Two more airstrikes blew apart two buildings on the opposite side from where the Taliban had been firing.

All this to 'meet with local elders'? Any doubt what their opinion will be? What they will tell their young folks to do?

Posted by b on April 20, 2009 at 12:25 UTC | Permalink


That didn't take long. Just a few days ago, the articles were crowing about the wonderful battle there in which the soldiers ambushed a Taliban column in a turkey shoot. It took less than a week for the tables to turn.

Even with all our technical and organizational advantages, the fight on the ground is pretty much even.

Posted by: Bill | Apr 20 2009 15:04 utc | 1

Why Fight In Korangal Valley?

I can offer this link to a thread about the same question from a blog by some 20-something career Petraeus wannabes.

I'm just linking, not endorsing this site.

[link fixed - b.]

Posted by: brixton | Apr 20 2009 17:13 utc | 2

link not working, brixton

Posted by: biklett | Apr 20 2009 17:26 utc | 3

Vielen Dank.

Posted by: brixton | Apr 20 2009 17:49 utc | 4

@brixton - yeah - 20-somethings

some of the comments at AbuM say the Korangal lies on the east-west route from Pakistan. Not true - it is a side valley with a distinct minority population that has no beef in the overall fight.
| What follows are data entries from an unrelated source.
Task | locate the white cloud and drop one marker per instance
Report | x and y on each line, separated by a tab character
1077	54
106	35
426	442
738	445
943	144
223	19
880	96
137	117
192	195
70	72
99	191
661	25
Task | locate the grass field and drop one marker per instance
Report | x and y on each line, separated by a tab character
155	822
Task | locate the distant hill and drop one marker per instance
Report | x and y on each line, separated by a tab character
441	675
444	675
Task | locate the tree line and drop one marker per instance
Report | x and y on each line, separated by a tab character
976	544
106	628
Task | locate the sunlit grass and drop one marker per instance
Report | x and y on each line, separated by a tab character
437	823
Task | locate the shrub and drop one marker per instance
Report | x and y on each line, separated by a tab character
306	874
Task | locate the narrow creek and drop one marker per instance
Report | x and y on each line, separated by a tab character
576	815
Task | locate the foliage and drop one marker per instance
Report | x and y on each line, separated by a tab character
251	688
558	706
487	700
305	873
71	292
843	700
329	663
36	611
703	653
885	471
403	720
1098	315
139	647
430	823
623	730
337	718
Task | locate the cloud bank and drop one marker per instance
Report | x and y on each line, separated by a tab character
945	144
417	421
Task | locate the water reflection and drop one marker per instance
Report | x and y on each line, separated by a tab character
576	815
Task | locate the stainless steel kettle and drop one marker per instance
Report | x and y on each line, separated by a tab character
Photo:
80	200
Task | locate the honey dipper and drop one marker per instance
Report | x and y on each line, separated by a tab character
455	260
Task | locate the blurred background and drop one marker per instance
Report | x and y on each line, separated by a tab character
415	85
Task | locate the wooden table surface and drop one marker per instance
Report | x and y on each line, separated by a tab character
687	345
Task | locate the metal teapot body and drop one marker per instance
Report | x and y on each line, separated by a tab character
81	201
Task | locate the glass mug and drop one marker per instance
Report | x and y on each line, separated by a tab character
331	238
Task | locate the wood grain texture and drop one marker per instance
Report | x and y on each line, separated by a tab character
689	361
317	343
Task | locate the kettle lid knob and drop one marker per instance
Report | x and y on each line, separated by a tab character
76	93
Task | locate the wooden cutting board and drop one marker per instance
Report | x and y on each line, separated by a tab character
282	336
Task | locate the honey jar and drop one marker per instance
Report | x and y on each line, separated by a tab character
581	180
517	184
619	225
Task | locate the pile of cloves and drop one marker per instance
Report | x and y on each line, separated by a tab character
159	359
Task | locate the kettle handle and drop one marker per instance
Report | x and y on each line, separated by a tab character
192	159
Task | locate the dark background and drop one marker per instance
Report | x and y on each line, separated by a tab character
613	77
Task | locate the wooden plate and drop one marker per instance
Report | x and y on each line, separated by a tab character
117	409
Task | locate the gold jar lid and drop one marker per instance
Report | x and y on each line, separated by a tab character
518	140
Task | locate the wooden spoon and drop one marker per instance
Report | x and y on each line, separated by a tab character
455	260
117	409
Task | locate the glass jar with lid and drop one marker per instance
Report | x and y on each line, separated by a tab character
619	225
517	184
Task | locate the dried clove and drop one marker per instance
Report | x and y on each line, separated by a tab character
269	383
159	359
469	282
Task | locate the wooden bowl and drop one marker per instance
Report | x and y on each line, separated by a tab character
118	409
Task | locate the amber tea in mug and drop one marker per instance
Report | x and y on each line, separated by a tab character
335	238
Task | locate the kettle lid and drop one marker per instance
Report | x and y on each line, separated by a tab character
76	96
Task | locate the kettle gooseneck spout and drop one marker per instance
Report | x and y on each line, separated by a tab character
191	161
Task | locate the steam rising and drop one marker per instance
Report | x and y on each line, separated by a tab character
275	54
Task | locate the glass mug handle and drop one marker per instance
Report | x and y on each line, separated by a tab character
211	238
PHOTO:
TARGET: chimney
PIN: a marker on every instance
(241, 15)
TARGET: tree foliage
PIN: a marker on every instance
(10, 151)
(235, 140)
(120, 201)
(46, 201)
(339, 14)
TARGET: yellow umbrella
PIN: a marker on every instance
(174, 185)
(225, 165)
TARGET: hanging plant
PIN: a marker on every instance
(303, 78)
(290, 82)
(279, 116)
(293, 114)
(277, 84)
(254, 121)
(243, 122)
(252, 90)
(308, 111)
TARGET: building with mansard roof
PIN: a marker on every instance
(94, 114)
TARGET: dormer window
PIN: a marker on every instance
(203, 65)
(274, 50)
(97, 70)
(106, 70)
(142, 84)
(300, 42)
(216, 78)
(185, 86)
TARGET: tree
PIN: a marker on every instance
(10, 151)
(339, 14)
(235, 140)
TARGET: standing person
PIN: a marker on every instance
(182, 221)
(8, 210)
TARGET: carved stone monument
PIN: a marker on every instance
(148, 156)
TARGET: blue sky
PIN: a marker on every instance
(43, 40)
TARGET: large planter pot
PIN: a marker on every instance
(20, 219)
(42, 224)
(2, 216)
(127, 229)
Posted by: b | Apr 20 2009 18:05 utc | 5

Reading the paper or Time Magazine doesn't make anyone an expert on how our soldiers are faring in the mountains of Afghanistan. The majority of fighters that oppose our troops in the Korangal Valley are not local. They are Merc's hired by the Taliban and paid for with profits from the sale of poppies. The Valley itself is a "highway" that Taliban fighters use to travel from their training bases in Pakistan to the rest of Afghanistan. That being said, less than two hundred American troops are basically surrounded by what may be several thousand Taliban fighters. That's not what I would call even. Training, tactics and yes, superior technolgy have allowed Viper Company to maintain a very dangerous but successful mission. By the way, it was the locals clear cutting and near deforrestation of large areas that lead the Afghan Govenment to stop logging, not American involvment. American troops have offered for two years to build a paved road to open up the valley to other kinds of commerce and trade but the Taliban forbids it. They know that keeping the locals ignorant and isolated is their best way to control them.
My info doesn't come Time magazine. My son is a squad leader in Viper Company and was in the "turket shoot" described. It was actually a very well planned and executed tactical manuever on a well armed and seasoned enemy, perhaps twice the size of 2nd pltn. The fight on the ground isn't even close to being even. Not by a long shot.